Buscó bajo la mesa y recuperó otro clasificador. ¡Rayos! ¡Otro hallazgo imprevisto! Amontonó otros dos clasificadores sobre los que ya había recogido. No era extraño que no hubiera encontrado ninguna alusión a Eifelheim de la época. No se llamaba Eifelheim todavía. Miró a la bibliotecaria, ocupada ante el teclado de su despacho.

Entschuldigung —la llamó. Ella se detuvo y se volvió—. No le he preguntado su nombre siquiera.

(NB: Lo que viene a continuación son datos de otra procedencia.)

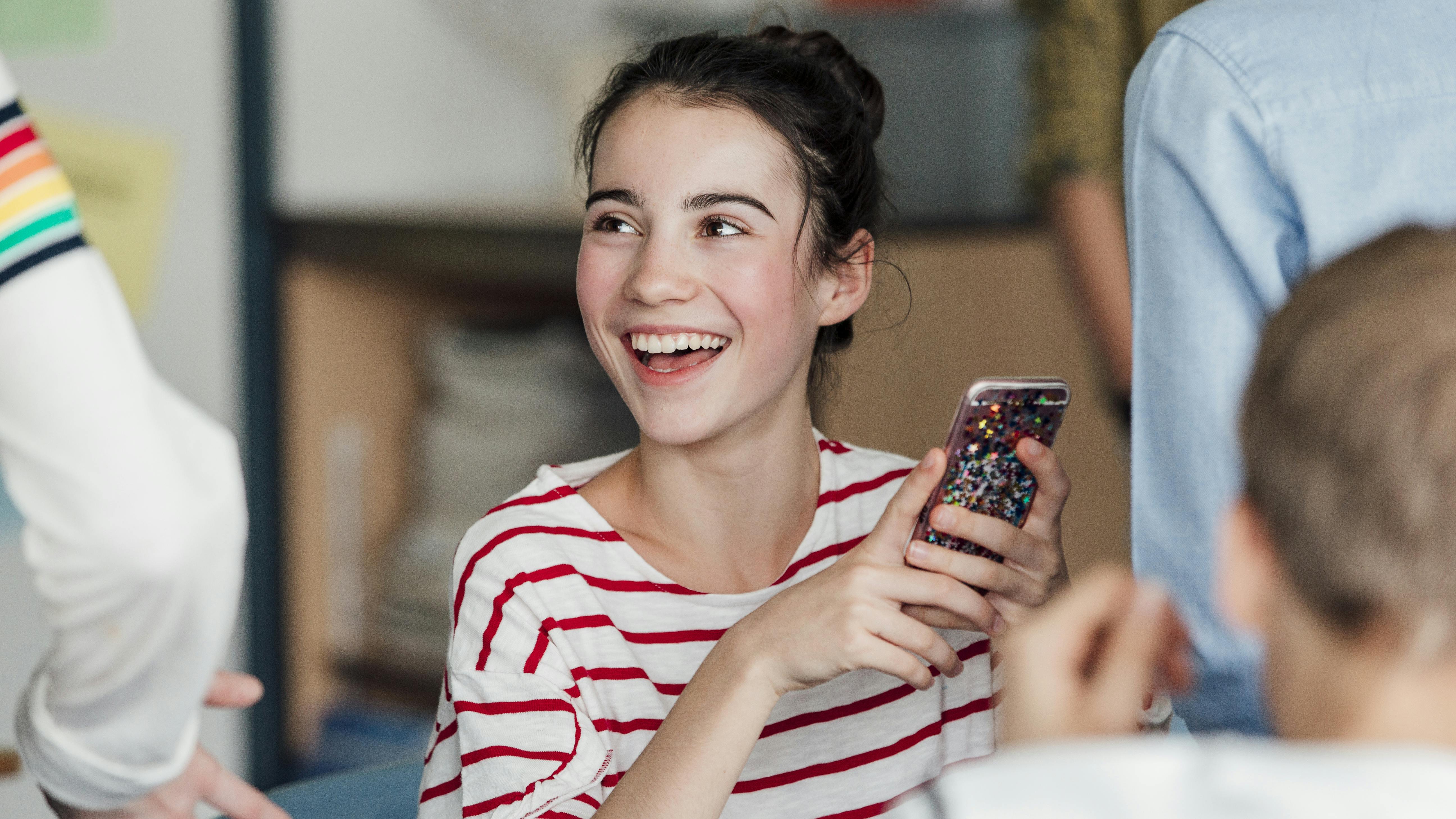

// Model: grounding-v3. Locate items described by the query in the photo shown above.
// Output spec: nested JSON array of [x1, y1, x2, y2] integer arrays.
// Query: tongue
[[647, 350, 718, 370]]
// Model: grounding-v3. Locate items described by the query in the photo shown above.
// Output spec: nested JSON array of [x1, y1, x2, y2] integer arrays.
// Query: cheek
[[577, 242, 623, 328], [716, 252, 817, 347]]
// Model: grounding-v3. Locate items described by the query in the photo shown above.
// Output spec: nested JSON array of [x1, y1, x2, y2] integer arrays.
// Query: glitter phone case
[[906, 377, 1071, 563]]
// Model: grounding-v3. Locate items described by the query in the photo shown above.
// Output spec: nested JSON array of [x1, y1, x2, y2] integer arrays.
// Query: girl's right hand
[[721, 449, 996, 695]]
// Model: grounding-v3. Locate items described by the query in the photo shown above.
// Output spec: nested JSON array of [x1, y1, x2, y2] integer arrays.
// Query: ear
[[818, 229, 875, 326], [1219, 497, 1284, 638]]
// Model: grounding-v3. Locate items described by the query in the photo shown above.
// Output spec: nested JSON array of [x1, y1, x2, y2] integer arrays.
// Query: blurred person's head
[[577, 26, 887, 445], [1220, 227, 1456, 740]]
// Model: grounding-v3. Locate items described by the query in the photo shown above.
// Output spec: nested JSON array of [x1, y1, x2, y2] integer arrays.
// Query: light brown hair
[[1242, 227, 1456, 633]]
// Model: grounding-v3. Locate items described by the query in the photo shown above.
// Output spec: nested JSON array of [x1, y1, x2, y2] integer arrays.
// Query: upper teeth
[[632, 332, 728, 353]]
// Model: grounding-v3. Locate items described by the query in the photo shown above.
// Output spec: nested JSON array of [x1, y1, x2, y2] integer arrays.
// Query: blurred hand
[[904, 437, 1071, 634], [45, 672, 288, 819], [1002, 567, 1193, 743]]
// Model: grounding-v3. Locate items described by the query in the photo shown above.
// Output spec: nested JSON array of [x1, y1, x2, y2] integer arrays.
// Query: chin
[[629, 396, 724, 446]]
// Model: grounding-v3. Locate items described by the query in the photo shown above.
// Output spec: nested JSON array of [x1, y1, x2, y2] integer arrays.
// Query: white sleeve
[[0, 54, 246, 809]]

—Judy —le dijo ella—. Judy Cao.

—Gracias, Judy Cao.

Era una pista poco sólida, un hilo suelto que colgaba de una antigua maraña de hechos. En un momento indeterminado del siglo XIV un minorita errante llamado fray Joachim había dado un sermón sobre «los hechiceros de Oberhochwald». El texto del sermón no había sobrevivido a los siglos, pero la fama como orador del hermano Joachim sí, y un comentario sobre el sermón había sido incluido en un tratado de homilética contra la brujería y el culto al diablo. Un lector posterior (del siglo XVI a juzgar por la caligrafía) había añadido una glosa al margen: Dieses Dorp heiβt jetzt Eifelheim, «ahora este pueblo se llama Eifelheim».